The counts come from the Mass Shooting Tracker, a crowdsourced database that tracks shootings since 2013 in which four or more people were shot. As with any crowdsourced database, it’s likely missing some shootings, and some of the shootings are missing details.
Vox’s Soo Oh created an interactive map with data from the Mass Shooting Tracker. It shows the mass shootings tracked in the database that have been verified with news reports since the December 2012 shooting in Sandy Hook, Connecticut. To view the full interactive version, make sure to click the map below:
Are these types of shootings increasing? It depends on which definition you use.
Using the definition many people operate under — shootings at a public place in which the shooter murdered four or more people, excluding domestic, gang, and drug violence — they appear to be getting more common, according to an analysis from Harvard School of Public Health researchers.

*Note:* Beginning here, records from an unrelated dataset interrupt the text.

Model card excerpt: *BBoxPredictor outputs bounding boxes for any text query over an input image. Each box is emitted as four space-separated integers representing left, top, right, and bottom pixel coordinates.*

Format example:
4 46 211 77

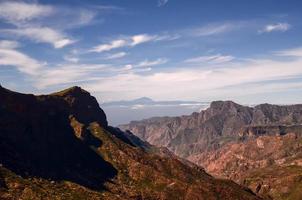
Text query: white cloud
0 1 96 48
0 27 75 48
258 23 291 33
185 22 237 37
63 55 80 63
90 39 127 53
84 46 302 99
105 52 127 60
89 34 179 53
0 40 19 49
185 54 235 64
0 41 44 75
135 58 168 67
275 47 302 57
0 1 53 25
157 0 169 7
130 34 156 46
33 64 108 89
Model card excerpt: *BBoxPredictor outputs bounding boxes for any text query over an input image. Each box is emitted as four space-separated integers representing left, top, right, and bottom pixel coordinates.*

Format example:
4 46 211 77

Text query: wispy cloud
275 47 302 58
0 27 75 48
89 34 177 53
258 23 291 33
90 39 128 53
0 1 54 26
185 54 235 64
105 51 127 60
63 55 80 63
0 41 45 75
135 58 168 67
84 46 302 99
157 0 169 7
185 22 241 37
0 1 95 48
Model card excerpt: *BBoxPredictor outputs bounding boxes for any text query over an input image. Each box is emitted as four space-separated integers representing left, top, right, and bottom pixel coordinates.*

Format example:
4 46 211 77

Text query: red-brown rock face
0 87 260 200
121 101 302 199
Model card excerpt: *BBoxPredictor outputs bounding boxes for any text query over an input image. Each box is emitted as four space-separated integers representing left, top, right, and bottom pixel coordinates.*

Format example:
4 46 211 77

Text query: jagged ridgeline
0 87 260 200
120 101 302 200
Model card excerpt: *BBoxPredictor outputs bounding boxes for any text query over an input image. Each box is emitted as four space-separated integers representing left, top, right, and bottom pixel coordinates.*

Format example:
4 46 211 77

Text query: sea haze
100 97 210 126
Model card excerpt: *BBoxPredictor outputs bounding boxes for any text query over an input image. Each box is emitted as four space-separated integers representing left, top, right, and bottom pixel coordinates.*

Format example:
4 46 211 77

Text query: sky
0 0 302 104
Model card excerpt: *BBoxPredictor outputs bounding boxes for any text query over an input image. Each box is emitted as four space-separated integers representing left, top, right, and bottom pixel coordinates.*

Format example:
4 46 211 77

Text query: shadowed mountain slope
0 87 259 199
120 101 302 199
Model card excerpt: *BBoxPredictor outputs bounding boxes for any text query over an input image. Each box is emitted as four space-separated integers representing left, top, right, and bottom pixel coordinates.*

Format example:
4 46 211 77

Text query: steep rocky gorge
120 101 302 199
0 87 260 200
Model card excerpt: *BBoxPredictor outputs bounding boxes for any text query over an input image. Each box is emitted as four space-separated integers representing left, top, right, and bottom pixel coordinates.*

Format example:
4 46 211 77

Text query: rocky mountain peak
210 101 242 110
51 86 108 127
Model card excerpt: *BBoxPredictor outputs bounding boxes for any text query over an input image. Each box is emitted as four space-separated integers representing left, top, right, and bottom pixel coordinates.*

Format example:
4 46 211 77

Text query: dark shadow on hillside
0 168 7 190
0 95 117 190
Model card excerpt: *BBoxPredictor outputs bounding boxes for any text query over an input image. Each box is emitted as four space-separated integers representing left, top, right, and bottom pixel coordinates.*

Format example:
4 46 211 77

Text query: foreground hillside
121 101 302 199
0 87 259 200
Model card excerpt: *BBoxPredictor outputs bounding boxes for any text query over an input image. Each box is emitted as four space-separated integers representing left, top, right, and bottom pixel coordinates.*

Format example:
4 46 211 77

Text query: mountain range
101 97 209 126
0 86 261 200
119 101 302 199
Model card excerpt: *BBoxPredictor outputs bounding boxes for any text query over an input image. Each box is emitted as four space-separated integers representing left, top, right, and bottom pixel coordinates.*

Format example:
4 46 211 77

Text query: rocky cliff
0 87 260 200
120 101 302 199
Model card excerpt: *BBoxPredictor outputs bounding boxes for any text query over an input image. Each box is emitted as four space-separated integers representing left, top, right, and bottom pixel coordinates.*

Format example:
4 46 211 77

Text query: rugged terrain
0 87 260 200
120 101 302 199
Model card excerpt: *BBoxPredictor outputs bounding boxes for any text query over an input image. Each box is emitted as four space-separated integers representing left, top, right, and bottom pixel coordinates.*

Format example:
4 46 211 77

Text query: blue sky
0 0 302 104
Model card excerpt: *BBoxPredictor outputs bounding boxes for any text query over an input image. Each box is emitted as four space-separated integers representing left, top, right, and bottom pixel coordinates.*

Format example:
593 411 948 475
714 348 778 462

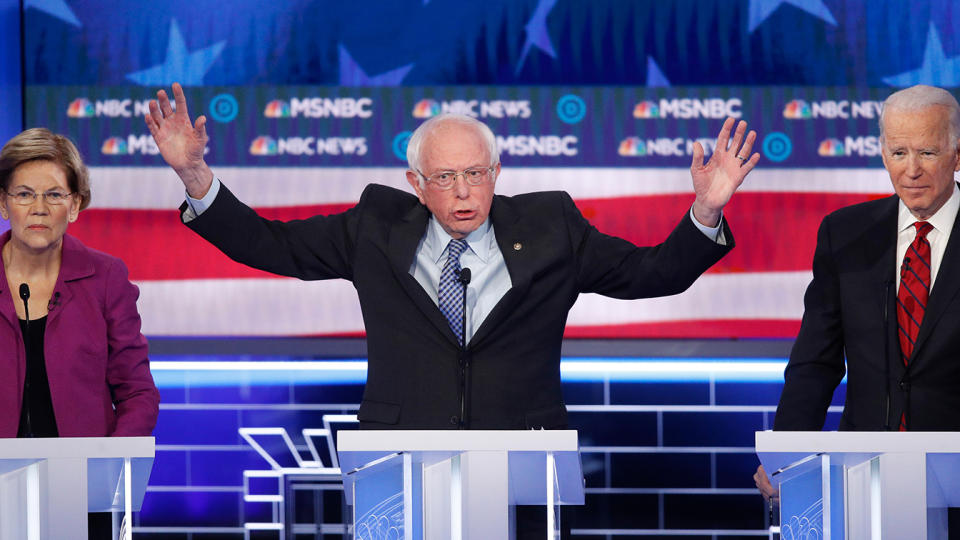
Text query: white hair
407 113 500 185
880 84 960 144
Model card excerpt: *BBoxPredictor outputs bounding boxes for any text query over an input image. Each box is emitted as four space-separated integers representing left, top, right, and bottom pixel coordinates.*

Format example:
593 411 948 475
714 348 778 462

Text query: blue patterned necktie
437 239 467 343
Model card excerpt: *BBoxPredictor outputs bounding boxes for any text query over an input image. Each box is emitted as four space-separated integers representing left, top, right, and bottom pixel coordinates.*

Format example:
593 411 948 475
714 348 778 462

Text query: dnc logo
263 99 293 118
817 138 846 157
250 135 279 156
621 101 660 118
783 99 813 120
617 137 656 157
100 137 128 156
67 98 97 118
413 99 441 118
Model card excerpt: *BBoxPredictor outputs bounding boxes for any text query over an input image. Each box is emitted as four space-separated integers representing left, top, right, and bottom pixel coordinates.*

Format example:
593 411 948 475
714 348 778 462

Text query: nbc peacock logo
817 138 846 157
263 99 293 118
413 99 440 118
67 98 96 118
633 101 660 118
100 137 128 156
617 137 647 157
250 135 279 156
783 99 813 120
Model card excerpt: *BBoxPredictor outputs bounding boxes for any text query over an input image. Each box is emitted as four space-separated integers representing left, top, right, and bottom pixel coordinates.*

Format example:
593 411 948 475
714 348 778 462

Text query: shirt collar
423 215 493 264
897 182 960 233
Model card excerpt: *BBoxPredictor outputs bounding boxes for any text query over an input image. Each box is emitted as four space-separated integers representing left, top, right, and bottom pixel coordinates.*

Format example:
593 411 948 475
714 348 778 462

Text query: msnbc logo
617 137 656 157
817 139 845 157
100 137 128 156
263 99 293 118
783 99 813 120
250 135 278 156
632 101 660 118
67 98 97 118
413 99 440 118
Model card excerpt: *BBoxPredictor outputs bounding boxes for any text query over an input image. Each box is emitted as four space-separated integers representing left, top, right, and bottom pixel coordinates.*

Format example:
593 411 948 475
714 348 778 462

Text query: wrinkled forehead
8 159 70 191
422 121 490 169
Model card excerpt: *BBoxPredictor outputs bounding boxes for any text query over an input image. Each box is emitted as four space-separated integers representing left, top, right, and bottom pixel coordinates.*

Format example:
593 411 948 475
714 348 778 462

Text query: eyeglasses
7 189 73 206
417 165 497 189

But not everyone agrees with this definition. Northeastern University criminologist James Alan Fox, for example, defines mass shootings as any shooting in which at least four people were murdered. Under those terms, mass shootings don’t appear to be increasing. Researchers from the Harvard School of Public Health call that definition too broad, since it catches domestic, gang, and drug-related shootings that aren’t usually considered mass shootings in layman’s terms.

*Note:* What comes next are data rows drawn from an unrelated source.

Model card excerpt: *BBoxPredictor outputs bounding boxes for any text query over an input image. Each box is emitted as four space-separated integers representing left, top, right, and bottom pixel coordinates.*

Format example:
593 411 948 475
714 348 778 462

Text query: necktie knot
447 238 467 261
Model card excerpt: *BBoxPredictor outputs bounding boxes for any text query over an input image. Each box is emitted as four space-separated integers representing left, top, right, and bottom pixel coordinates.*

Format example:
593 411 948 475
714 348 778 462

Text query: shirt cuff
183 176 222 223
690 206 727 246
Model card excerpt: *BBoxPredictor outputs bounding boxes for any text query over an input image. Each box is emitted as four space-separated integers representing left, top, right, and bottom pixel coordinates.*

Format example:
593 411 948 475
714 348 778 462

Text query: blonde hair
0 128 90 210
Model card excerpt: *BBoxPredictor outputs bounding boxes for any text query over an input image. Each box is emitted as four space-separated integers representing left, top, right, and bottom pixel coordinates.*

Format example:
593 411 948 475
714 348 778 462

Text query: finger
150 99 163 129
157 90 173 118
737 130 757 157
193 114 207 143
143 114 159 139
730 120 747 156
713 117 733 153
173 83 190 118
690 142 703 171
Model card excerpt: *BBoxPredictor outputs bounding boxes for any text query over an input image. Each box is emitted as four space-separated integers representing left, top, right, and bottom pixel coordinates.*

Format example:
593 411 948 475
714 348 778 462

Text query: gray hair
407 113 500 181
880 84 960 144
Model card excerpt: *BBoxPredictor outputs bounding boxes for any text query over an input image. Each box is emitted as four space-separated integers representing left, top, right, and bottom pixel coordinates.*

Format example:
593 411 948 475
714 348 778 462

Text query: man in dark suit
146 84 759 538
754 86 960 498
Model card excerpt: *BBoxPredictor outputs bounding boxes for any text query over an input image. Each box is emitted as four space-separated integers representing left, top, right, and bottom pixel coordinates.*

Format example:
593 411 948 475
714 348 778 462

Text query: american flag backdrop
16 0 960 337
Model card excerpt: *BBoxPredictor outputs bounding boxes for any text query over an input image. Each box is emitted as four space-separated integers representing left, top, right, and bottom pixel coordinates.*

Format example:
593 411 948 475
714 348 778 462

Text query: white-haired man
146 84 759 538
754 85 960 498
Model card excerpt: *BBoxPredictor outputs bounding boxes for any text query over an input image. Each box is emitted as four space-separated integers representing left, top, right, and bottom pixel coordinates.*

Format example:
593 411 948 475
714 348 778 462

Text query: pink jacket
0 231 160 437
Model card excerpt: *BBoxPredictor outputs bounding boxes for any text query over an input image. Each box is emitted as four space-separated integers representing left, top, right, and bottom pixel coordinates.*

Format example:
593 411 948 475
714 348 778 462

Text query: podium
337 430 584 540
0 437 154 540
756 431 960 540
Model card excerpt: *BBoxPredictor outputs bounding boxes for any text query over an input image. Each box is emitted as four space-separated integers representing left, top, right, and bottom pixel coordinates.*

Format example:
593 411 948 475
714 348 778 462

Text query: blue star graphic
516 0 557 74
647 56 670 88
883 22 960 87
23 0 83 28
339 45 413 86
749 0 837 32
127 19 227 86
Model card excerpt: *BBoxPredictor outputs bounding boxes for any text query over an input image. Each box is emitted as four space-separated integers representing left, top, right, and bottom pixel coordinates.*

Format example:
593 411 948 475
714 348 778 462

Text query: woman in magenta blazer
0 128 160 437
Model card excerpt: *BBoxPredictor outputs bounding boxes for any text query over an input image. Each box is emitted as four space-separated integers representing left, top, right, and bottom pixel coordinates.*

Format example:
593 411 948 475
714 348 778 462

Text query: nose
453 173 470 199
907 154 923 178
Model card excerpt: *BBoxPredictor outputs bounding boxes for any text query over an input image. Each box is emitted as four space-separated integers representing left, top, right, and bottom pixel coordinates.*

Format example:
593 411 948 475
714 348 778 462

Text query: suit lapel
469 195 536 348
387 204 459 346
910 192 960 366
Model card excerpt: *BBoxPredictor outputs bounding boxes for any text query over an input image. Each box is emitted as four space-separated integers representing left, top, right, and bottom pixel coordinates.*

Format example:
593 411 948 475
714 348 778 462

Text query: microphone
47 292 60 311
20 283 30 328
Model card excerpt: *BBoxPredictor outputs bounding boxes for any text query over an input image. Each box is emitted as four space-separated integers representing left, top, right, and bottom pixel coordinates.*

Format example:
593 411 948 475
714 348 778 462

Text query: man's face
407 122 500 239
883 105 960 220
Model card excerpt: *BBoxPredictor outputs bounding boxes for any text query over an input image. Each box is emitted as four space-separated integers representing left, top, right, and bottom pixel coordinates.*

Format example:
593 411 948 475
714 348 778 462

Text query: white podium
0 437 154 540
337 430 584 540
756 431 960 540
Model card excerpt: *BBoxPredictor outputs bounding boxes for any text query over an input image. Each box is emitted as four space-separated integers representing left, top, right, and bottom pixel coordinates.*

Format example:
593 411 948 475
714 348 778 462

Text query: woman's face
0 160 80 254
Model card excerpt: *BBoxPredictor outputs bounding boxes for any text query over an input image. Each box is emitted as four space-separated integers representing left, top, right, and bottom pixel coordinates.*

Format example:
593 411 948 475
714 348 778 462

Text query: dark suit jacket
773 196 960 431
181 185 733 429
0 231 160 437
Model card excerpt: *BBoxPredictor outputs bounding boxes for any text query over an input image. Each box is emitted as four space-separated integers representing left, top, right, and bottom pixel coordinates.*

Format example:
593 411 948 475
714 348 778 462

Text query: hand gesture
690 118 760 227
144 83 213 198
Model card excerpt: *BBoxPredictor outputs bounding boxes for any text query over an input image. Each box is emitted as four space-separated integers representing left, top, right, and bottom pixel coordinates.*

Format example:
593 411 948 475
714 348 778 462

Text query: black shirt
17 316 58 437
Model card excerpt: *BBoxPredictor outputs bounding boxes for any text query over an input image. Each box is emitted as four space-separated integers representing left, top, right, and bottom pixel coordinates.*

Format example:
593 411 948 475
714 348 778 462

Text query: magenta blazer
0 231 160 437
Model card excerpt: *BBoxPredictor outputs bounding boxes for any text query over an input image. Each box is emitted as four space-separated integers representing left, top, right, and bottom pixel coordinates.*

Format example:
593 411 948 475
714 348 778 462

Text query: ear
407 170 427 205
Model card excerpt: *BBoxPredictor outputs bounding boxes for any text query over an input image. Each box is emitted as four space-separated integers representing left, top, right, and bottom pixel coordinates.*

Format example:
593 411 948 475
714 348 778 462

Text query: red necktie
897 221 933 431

But the Mass Shooting Tracker is even broader — counting not just shootings in which four or more people were murdered, but shootings in which four or more people were shot at all. The database’s organizers explained their reasoning on their website: "For instance, in 2012 Travis Steed and others shot 18 people total. Miraculously, he only killed one. Under the incorrect definition of mass shooting, that event would not be considered a mass shooting! Arguing that 18 people shot during one event is not a mass shooting is absurd."
Even under this broader definition, it’s worth noting that mass shootings make up a tiny portion of America’s firearm deaths, which total more than 32,000 each year. And the US has way more gun violence than its developed peers: According to UN data compiled by the Guardian’s Simon Rogers, the US had 29.7 firearm homicides per 1 million people in 2012, while Switzerland had 7.7, Canada had 5.1, and Germany had 1.9.
But why does the US have so many more gun homicides than other advanced countries? One possible explanation: Americans are much more likely to own guns than most of the world — the US makes up about 4.4 percent of the global population, but owns 42 percent of the world’s civilian-owned guns. And the empirical research shows places with more guns have more gun homicides.
Criminal justice experts widely recognize this is a result of cultural and policy decisions that have made firearms far more available in America than in most of the world. For the US, that means not just more mass shootings — but more gun violence in general.